Thank you for your replies!

Dear Prof. Elliott,
Thanks for making your thought process clearer. I understand it better now. So for the most general case, when every site can have a different composition (can be of a different type), every site will have a different code assigned to it then. And every such code will correspond to an info about the atomic fractions (which will have to be stored in some sort of a data structure or an array).

This array could also then take huge amounts of space when number of species is large and every site has a different code.

Dear Prof. Tadmor,
I understand your suggestion as well.

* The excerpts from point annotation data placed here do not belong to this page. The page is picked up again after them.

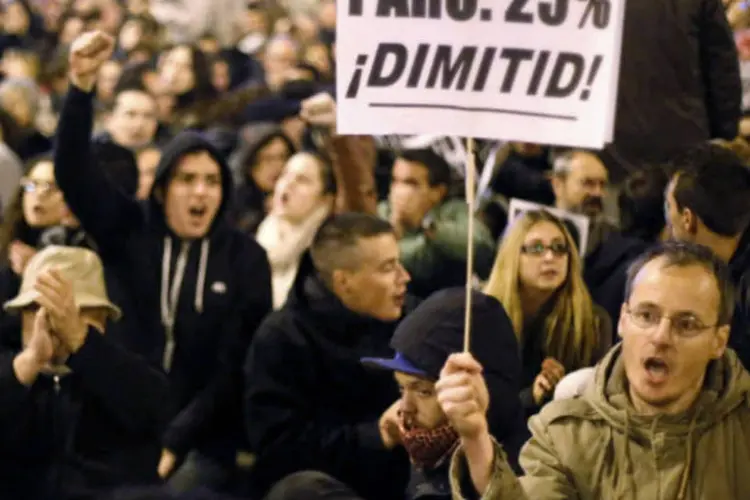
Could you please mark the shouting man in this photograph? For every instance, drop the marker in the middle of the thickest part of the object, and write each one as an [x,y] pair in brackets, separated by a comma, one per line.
[196,288]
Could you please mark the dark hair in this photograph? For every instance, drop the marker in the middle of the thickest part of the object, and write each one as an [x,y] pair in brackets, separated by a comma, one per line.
[439,171]
[641,204]
[203,88]
[713,183]
[249,155]
[325,169]
[133,76]
[684,254]
[334,245]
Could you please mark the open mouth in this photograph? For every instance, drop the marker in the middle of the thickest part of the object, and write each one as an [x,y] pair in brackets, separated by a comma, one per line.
[197,212]
[657,369]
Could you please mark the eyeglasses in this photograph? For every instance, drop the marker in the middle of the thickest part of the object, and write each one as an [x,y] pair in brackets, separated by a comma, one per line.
[32,186]
[684,325]
[538,249]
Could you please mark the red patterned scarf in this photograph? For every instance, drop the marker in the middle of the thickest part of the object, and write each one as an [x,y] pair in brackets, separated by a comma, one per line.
[428,448]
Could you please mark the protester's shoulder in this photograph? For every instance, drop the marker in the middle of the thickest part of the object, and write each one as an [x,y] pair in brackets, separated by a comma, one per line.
[281,327]
[450,207]
[238,246]
[383,209]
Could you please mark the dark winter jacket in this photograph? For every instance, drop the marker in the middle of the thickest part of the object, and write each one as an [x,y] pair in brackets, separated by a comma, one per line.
[739,266]
[311,404]
[92,430]
[224,294]
[679,82]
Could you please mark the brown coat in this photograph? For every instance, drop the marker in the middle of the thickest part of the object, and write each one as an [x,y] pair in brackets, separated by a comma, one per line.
[596,447]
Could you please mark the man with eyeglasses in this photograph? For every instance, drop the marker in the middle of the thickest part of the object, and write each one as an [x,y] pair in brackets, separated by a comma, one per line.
[667,413]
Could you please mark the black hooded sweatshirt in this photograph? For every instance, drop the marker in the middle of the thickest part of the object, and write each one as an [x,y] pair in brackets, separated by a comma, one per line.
[84,433]
[223,291]
[311,404]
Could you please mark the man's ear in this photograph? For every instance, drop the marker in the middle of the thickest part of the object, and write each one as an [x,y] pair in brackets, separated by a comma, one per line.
[558,186]
[720,341]
[340,280]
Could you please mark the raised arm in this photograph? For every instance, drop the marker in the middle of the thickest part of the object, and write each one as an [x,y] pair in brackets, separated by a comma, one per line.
[721,71]
[104,211]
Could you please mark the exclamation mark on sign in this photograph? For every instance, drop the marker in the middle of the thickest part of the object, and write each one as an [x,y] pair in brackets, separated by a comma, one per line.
[592,76]
[355,7]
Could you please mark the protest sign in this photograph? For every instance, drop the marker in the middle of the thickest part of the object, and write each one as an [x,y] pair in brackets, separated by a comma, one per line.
[577,224]
[541,71]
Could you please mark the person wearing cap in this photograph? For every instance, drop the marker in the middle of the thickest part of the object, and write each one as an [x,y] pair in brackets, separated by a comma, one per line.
[79,414]
[309,402]
[580,181]
[428,377]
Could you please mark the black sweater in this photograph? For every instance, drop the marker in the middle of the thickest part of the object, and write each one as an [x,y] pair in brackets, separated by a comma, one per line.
[225,292]
[83,433]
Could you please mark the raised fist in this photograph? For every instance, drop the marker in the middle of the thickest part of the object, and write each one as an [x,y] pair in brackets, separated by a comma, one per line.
[87,53]
[320,110]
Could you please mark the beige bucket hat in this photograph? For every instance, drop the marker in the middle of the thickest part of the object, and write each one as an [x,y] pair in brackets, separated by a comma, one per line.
[80,266]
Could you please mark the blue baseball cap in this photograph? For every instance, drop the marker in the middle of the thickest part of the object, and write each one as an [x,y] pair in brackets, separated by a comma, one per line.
[399,363]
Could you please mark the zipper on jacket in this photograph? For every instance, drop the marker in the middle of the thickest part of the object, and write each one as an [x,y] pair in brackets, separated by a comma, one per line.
[59,440]
[170,296]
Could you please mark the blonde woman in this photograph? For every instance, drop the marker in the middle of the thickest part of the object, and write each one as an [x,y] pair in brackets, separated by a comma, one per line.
[537,277]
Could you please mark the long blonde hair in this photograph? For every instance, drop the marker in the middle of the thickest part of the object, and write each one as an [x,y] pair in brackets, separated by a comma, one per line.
[571,328]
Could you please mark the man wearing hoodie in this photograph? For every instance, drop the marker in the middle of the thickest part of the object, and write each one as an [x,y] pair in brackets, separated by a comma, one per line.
[79,415]
[666,415]
[423,343]
[193,287]
[708,202]
[309,403]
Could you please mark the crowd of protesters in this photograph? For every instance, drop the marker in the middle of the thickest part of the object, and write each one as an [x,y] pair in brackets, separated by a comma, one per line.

But again, it could be so that we are simulating N (a large number of) sites, all with the name ‘NiAl’ but having different data associated with them (due to different atomic fractions for each), which could result in large space occupation to store this data, as previously pointed out by Prof. Elliott.

I am not very skilled as a programmer, but as far as I think, space occupation by the atomic fractions array is something we can’t probably avoid because we are associating new information (pertaining to every species in the model) with every site.

Please let me know what do you think.

Shashank Saxena.

Hi Shashank,

The idea is that you would create different particles for any fractions as needed. My example of “NiAl” was for a half/half ratio. If there was another particle which was 0.2 Ni and 0.8 Al, it could be called something like “Ni_0.2Al_0.8”. This would work as along as it wasn’t necessary to support an excessively large number different possible ratios. If that’s the case, then this might not be a good approach.



I think the discussion is making some progress. Great.

A couple of questions that come to mind.

  • Is it likely that a simulation would “evolve” the site fractions in some way? Or would the list of site fractions for a simulation be fixed at the beginning? If an evolution is possible, what sort of information would be used to determine updates?

  • Do you already have a (non-kim) code that implements models of this type and can perform simulations? If so, could you share (privately, if not publicly) it and some example simulations? Explicit use-cases are often very helpful.